Bug 449460 - Under certain locales, attempt to paste Unicode text ends up as mojibake
Summary: Under certain locales, attempt to paste Unicode text ends up as mojibake
Status: RESOLVED UPSTREAM
Alias: None
Product: kde
Classification: I don't know
Component: general (show other bugs)
Version: unspecified
Platform: Manjaro Linux
: NOR normal
Target Milestone: ---
Assignee: Unassigned bugs mailing-list
URL:
Keywords:
Depends on:
Blocks:
 
Reported: 2022-02-01 16:01 UTC by spamless.9v5xj
Modified: 2022-02-02 19:42 UTC (History)
1 user (show)

See Also:
Latest Commit:
Version Fixed In:
Sentry Crash Report:


Attachments
Demo video (2.33 MB, video/mp4)
2022-02-01 16:06 UTC, spamless.9v5xj
Details

Note You need to log in before you can comment on or make changes to this bug.
Description spamless.9v5xj 2022-02-01 16:01:53 UTC
SUMMARY
***
When Formats - System Settings is set to certain regions, attempting to copy formatted Unicode text (eg. bold, italics, a hyperlink) and pasting it into LibreOffice as unformatted text will cause the text to end up being garbled gibberish.

***


STEPS TO REPRODUCE
1.  Under Formats - System Settings, set region to "Belgium - English (en_BE)". (Other regions also cause this issue but for demonstration purposes I am using en_BE.)
2. Log out and log back in so changes would take effect
3.  Copy some formatted Unicode text (I went on ja.wikipedia.org and copied the header)
4.  Open LibreOffice writer and trigger context menu. Go to Paste Special -> Unformatted Text and select that option.

OBSERVED RESULT
Text ends up as a nonsensical string of letters

EXPECTED RESULT
Text is rendered properly

ADDITIONAL INFORMATION
It appears this is because the text encoding is incorrectly set to ISO-8859 rather than UTF-8, as the garbled string can be produced identically by pasting the same string into Kate and changing the encoding to ISO-8859.
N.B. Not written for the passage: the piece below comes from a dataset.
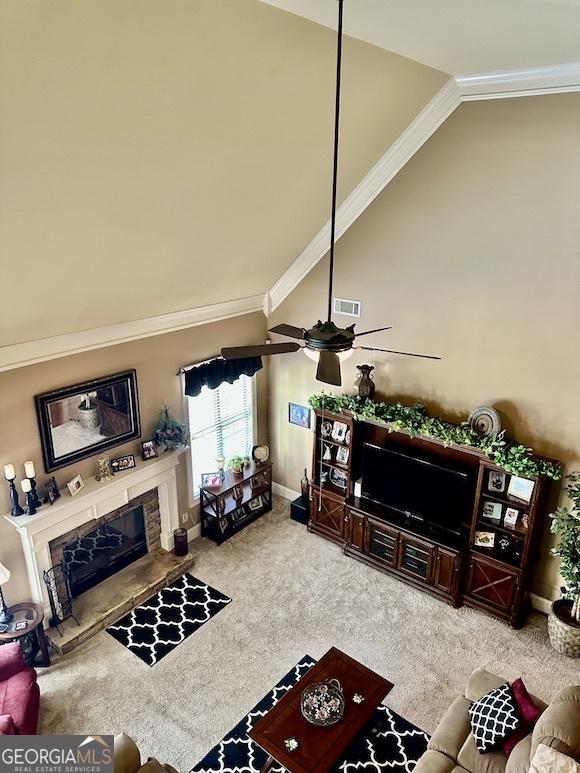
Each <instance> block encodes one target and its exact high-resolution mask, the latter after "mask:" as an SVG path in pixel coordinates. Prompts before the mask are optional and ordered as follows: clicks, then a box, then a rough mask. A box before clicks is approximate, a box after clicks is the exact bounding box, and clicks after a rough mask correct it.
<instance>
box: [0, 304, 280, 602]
mask: <svg viewBox="0 0 580 773" xmlns="http://www.w3.org/2000/svg"><path fill="white" fill-rule="evenodd" d="M265 330H266V328H265V318H264V316H263V314H262V313H261V312H260V313H256V314H247V315H245V316H242V317H237V318H234V319H229V320H224V321H222V322H215V323H213V324H210V325H203V326H199V327H194V328H190V329H189V330H181V331H179V332H176V333H168V334H167V335H162V336H155V337H153V338H145V339H142V340H140V341H134V342H131V343H127V344H120V345H119V346H111V347H108V348H106V349H99V350H96V351H93V352H86V353H84V354H78V355H74V356H72V357H65V358H62V359H60V360H53V361H51V362H45V363H42V364H40V365H31V366H30V367H27V368H21V369H18V370H13V371H6V372H4V373H0V432H1V438H2V442H1V446H0V470H1V469H2V468H3V465H4V464H6V463H8V462H12V463H13V464H14V465H15V466H16V467H17V475H18V480H20V479H21V478H22V477H24V474H23V463H24V461H25V460H27V459H32V460H33V461H34V463H35V466H36V470H37V472H38V480H39V482H40V483H42V481H43V479H45V478H46V477H47V476H45V475H43V474H40V473H41V471H42V470H43V469H44V468H43V463H42V452H41V447H40V438H39V433H38V424H37V420H36V410H35V406H34V395H36V394H39V393H41V392H45V391H47V390H50V389H53V388H58V387H64V386H67V385H71V384H75V383H77V382H79V381H84V380H87V379H91V378H97V377H99V376H106V375H107V374H110V373H116V372H118V371H121V370H124V369H127V368H135V369H136V371H137V382H138V388H139V403H140V412H141V425H142V438H141V439H146V438H147V437H150V436H151V434H152V431H153V428H154V426H155V424H156V421H157V418H158V415H159V410H160V409H161V407H162V406H163V405H168V406H169V407H170V408H171V410H172V412H173V415H174V416H176V417H177V418H179V419H182V418H184V417H183V416H182V408H183V406H182V391H181V379H180V378H179V377H178V376H176V371H177V369H178V368H180V367H181V366H182V365H187V364H189V363H192V362H196V361H198V360H202V359H204V358H208V357H211V356H213V355H215V354H216V353H217V352H219V350H220V348H221V346H223V345H224V344H231V345H232V346H236V345H241V344H245V343H260V342H261V341H263V340H264V336H265ZM256 379H257V392H258V405H257V411H258V416H257V419H258V421H257V424H258V430H257V432H258V440H259V441H260V442H268V422H267V400H266V369H264V370H262V371H260V372H259V373H258V374H257V375H256ZM113 452H114V455H121V454H124V453H133V454H138V453H140V443H139V441H134V442H130V443H126V444H124V445H121V446H118V447H116V448H114V449H112V450H111V451H110V452H109V453H110V454H111V455H112V454H113ZM96 458H97V457H96V456H93V457H91V458H89V459H85V460H83V461H81V462H78V463H77V464H73V465H70V466H69V467H63V468H62V469H61V470H57V471H56V472H55V473H54V475H55V477H56V479H57V482H58V483H59V486H61V487H62V486H64V485H65V483H66V481H68V480H70V479H71V478H72V477H73V475H75V474H77V473H80V474H81V475H82V476H83V477H89V476H91V475H94V474H95V472H96ZM185 465H186V461H185V457H182V461H181V463H180V465H179V467H178V470H177V475H178V477H177V481H178V496H179V512H180V513H184V512H185V511H187V509H188V506H189V502H190V497H189V492H188V490H187V477H186V474H187V473H186V466H185ZM0 482H1V483H3V484H4V480H3V478H2V479H1V481H0ZM63 496H66V494H63ZM21 501H22V495H21ZM9 509H10V504H9V499H8V486H7V485H5V484H4V485H1V486H0V512H1V513H5V512H7V511H8V510H9ZM22 518H26V516H22ZM190 525H191V523H190ZM0 562H1V563H3V564H5V565H6V566H8V567H9V569H10V570H11V571H12V577H11V579H10V582H9V583H8V585H7V586H6V587H5V588H3V590H5V591H6V598H7V600H8V602H9V603H14V602H17V601H21V600H24V599H27V598H29V597H30V593H29V590H28V584H27V578H26V570H25V566H24V557H23V554H22V549H21V545H20V537H19V536H18V534H17V532H16V531H15V530H14V529H13V528H12V527H11V526H10V525H9V524H8V523H7V522H6V521H5V520H4V519H3V518H1V517H0Z"/></svg>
This is not an issue with locales such as en_US and en_GB and thus indicates behavior is unintended or at least fixable, hence filing this bug.

Issue seems to only affect LibreOffice, however as the bug is triggered by changing region in Plasma settings evidence points to this being on KDE's end.
Comment 1 spamless.9v5xj 2022-02-01 16:06:02 UTC
Created attachment 146128 [details]
Demo video
Comment 2 spamless.9v5xj 2022-02-01 16:19:33 UTC
Quick clarification: This actually happens with attempting to paste any string of unicode
Comment 3 spamless.9v5xj 2022-02-01 16:21:24 UTC
Quick clarification: This happens when attempting to copy any string of Unicode text, it's simply that only when the text contains formatting might one wish to "Paste unformatted". Alas, it seems encoding info gets discarded along with it.
Comment 4 Nate Graham 2022-02-01 23:17:24 UTC
What languages do you have set in the Languages page, and what order are they in?
Comment 5 spamless.9v5xj 2022-02-01 23:21:25 UTC
(In reply to Nate Graham from comment #4)
> What languages do you have set in the Languages page, and what order are
> they in?

Only one - American English.
Comment 6 Nate Graham 2022-02-02 19:11:55 UTC
Can you paste the contents of ~/.config/plasma-localerc?
Comment 7 spamless.9v5xj 2022-02-02 19:15:10 UTC
(In reply to Nate Graham from comment #6)
> Can you paste the contents of ~/.config/plasma-localerc?

[Formats]
LANG=en_BE.UTF-8
LC_MEASUREMENT=en_GB.UTF-8
LC_MONETARY=en_GB.UTF-8
LC_NUMERIC=en_GB.UTF-8
LC_TIME=en_GB.UTF-8
useDetailed=true
Comment 8 Nate Graham 2022-02-02 19:37:16 UTC
This has to be a problem in LibreOffice or deeper in the stack, then. All we do is set those variables; we don't play with encodings of anything.

Can you report this to the LibreOffice folks at https://bugs.documentfoundation.org? Thanks!
Comment 9 spamless.9v5xj 2022-02-02 19:42:31 UTC
(In reply to Nate Graham from comment #8)
> This has to be a problem in LibreOffice or deeper in the stack, then. All we
> do is set those variables; we don't play with encodings of anything.
> 
> Can you report this to the LibreOffice folks at
> https://bugs.documentfoundation.org? Thanks!

Alright, will do. Thanks for the help!